The theme of this week's "Take it and Run Thursday," brought to us by the good people at The Runner's Lounge, is "Eat This, Not That," a nutrition guide for runners!This is a pretty timely post for me, as I'm struggling with a lot of things right now in the realm of diet and fitness -- as you all know (ad nauseum, ad infinitum), I've started a new job, one that took me away from my leisurely "work at home" lifestyle (translation: gym at 10, yoga at noon, dog park by 2 PM), and squashed my feet into uncomfortable shoes 5 days a week.
(I'm kinda kidding about the shoes, but kinda not -- it's been 5 years since I wore heels or dress shoes everyday, and hot damn, my feet are sore and tired ALL the time).
It's also meant major changes in my dietary habits -- I've been following Weight Watchers for as long as I can remember, but in the past few years, my lifestyle had become active enough that I could slide by a bit without paying as much attention to the quantities of food I was eating: I'd conditioned my habits to the point of automatic healthy choices 80% of the time ("80% broccoli, 20% pizza and beer," as I like to say), so quitting at the point of satisfaction was pretty easy -- and the calorie burn was high. I was always caught up on laundry, housework, and errands, so it took very little motivation to get to the gym, the running trails, or the yoga studio.
But NOW... things are very different. And while I think I'm doing a pretty good job of maintaining the status quo, given the lifestyle change, I'm not making a DENT in the 30 lbs I'd like to lose. Super frustrating. I've found that if I "automate" breakfast, lunch, and snacks, I do really well... but it's the notion of making dinner, in my hot little house, after a long work day, that I'm struggling with. Baby steps, and I know I'll get there (it's all about preparation, frankly), but Age 31 seems to have stolen my metabolism and run away with it, so I'm dealing with a great deal of frustration in the world of ill-fitting pants.
Le Sigh.
But this isn't supposed to be about weight loss, it's supposed to be about running, so here are my tips:
- Most importantly -- if you are training for an event, don't do anything different on race day than you've done the night before / morning of your long runs.
- During the course of your training, experiment with diffent dinners and breakfasts to see what gives you the most energy.
- Take note of the little things: for example, I like to pre-treat with some advil before a long run (especially right now, but more on that in a bit), but advil often gives me heartburn, which is further exacerbated by the act of running -- so it's and advil and Pepcid partnership before my long runs, unless I want to be in a world of hurt.
- A lot of energy products also give me heartburn, specifically, GU. So I don't use it. I do much better with sport beans, shot blocs, or Z-bar (or, frankly, a Snickers bar, if I could just find a way to keep it from melting!)
- What works for somebody else will not necessarily work for you. Every runner I know swears by Gu, but I can't stand it. My friend Jason, an elite athlete and physical therapist, told me "some people like a candy bar and a coke, and there's nothing wrong with that." I tend to like his suggestion. ;-)
- Too much fiber and too much protein sits in my stomach wrong. In the dietary world, I aim for high fiber, whole grains... eliminating as much refined sugar and processed foods as possible.
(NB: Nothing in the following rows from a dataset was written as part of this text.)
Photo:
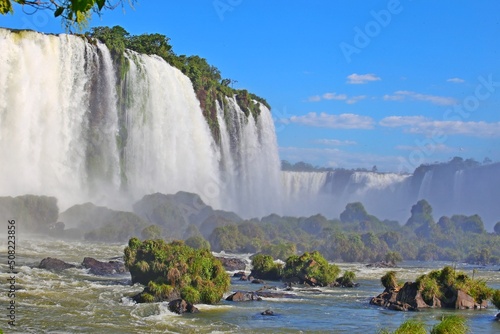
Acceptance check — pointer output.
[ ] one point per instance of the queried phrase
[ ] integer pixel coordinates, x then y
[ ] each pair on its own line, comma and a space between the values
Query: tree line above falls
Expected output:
356, 236
209, 85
But in the running world, that doesn't work: I end up feeling like I have a blob of Play-dough in my tummy, and that's no fun. My night before meals usually consist of a white (NOT whole grain) pasta with chicken or shrimp, a salad, and some bread.
- Any amount of booze, even one glass of wine, the night before a run completely takes the wind out of my sails.
- Water water water water water (the night before)
- Coffee, coffee (just two -- any more than that, and I'm dehydrated), the morning of a long run. I was amazed to discover the difference between a One Cup Run and a Two Cup Run.
So those are my tried and true suggestions, and I think they're pretty good ones -- I've had to change my diet for running, and change my running for my diet so many times over the past 5 years that I think it's pretty solid.
On an actual running note... training is not going well. My feet hurt ALL the time. I've been working out with Scary Trainer Liz, and yesterday we discovered a possible bone spur / tendonitis on my left acchiles tendon. It's not incredibly painful, but not exactly comfortable either. I like to say "it's definitely NOTICABLE." So we'll see. A week and 3 days before the half marathon, it's not a good feeling. I'm not "out" yet, but I'm not 100% "in" either, mentally or physically.
Off and (not) running,
~JessiferSeabs


2 comments:
Ugh, good luck with your foot. Your half is only a week and a half away? I think you can make it through. :)
Rest a few days, and see what happens. I hope you can still run the half!